John William Waterhouse, Apollo and Daphne, 1908. Via

comillasLuego atravesamos el río, por donde era vadeable, y encontramos unas maravilla de vides. Pues la parte que surgía de la tierra, el tronco en sí, era de una hermosa y robusta cepa, pero por la parte de arriba eran mujeres que tenían todo perfecto, desde el talle hacia arriba -tal como entre nosotros pintan a Dafne al convertirse en árbol apenas la agarra Apolo-. Pero de las puntas de los dedos, les brotaban los sarmientos y estaban llenos de racimos. Y, además, de sus cabezas colgaban sus cabelleras con zarcillos, pámpanos y racimos.
Al acercarnos a nosotros, nos saludaban y daban la bienvenida, unas en lidio, otras en indio y la mayoría utilizando la lengua griega.

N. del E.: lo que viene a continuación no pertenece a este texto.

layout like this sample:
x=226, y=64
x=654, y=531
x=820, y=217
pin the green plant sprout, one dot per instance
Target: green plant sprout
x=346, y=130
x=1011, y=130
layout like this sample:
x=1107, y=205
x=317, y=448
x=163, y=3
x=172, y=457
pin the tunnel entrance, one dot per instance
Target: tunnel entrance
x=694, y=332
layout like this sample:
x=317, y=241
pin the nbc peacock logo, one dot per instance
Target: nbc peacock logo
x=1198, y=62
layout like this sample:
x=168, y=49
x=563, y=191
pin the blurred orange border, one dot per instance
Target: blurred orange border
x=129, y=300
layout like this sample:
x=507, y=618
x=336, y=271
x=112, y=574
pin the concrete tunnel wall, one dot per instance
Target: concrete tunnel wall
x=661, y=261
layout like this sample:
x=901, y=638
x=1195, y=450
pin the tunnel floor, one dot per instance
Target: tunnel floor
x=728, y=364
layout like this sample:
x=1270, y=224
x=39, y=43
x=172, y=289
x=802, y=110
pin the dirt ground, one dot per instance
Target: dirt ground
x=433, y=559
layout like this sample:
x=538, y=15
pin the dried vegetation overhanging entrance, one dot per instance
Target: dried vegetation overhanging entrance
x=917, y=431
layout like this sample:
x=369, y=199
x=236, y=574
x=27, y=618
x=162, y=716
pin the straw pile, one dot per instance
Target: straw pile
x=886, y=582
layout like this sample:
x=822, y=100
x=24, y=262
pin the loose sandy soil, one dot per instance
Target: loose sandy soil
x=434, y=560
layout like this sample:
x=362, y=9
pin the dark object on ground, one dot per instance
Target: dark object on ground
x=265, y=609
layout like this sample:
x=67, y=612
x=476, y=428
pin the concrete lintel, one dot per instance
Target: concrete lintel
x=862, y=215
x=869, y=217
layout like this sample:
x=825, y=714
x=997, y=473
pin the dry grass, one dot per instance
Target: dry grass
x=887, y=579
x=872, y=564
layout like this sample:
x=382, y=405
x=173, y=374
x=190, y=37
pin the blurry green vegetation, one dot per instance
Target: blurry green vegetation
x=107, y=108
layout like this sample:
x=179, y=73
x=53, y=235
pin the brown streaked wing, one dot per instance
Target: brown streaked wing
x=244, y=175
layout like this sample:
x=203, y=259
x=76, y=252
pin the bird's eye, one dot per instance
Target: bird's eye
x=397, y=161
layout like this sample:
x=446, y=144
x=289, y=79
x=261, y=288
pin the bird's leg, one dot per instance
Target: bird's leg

Y nos ofrecían besos en sus bocas. Pero el que las besaba al momento quedaba borracho y en delirio. Sin embargo, no permitían que tomáramos sus frutos, sino que se dolían y gritaban cuando alguien los arrancaba. Ellas estaban deseosas de unirse con nosotros. Dos de nuestros compañeros que se abrazaron a ellas ya no se despegaron, sino que quedaron trabados por el sexo. Así que se asimilaron y echaron raíces y pronto sus dedos se hicieron sarmientos y se rodearon de zarcillos, y en poco tiempo también ellos iban a cargarse de frutos.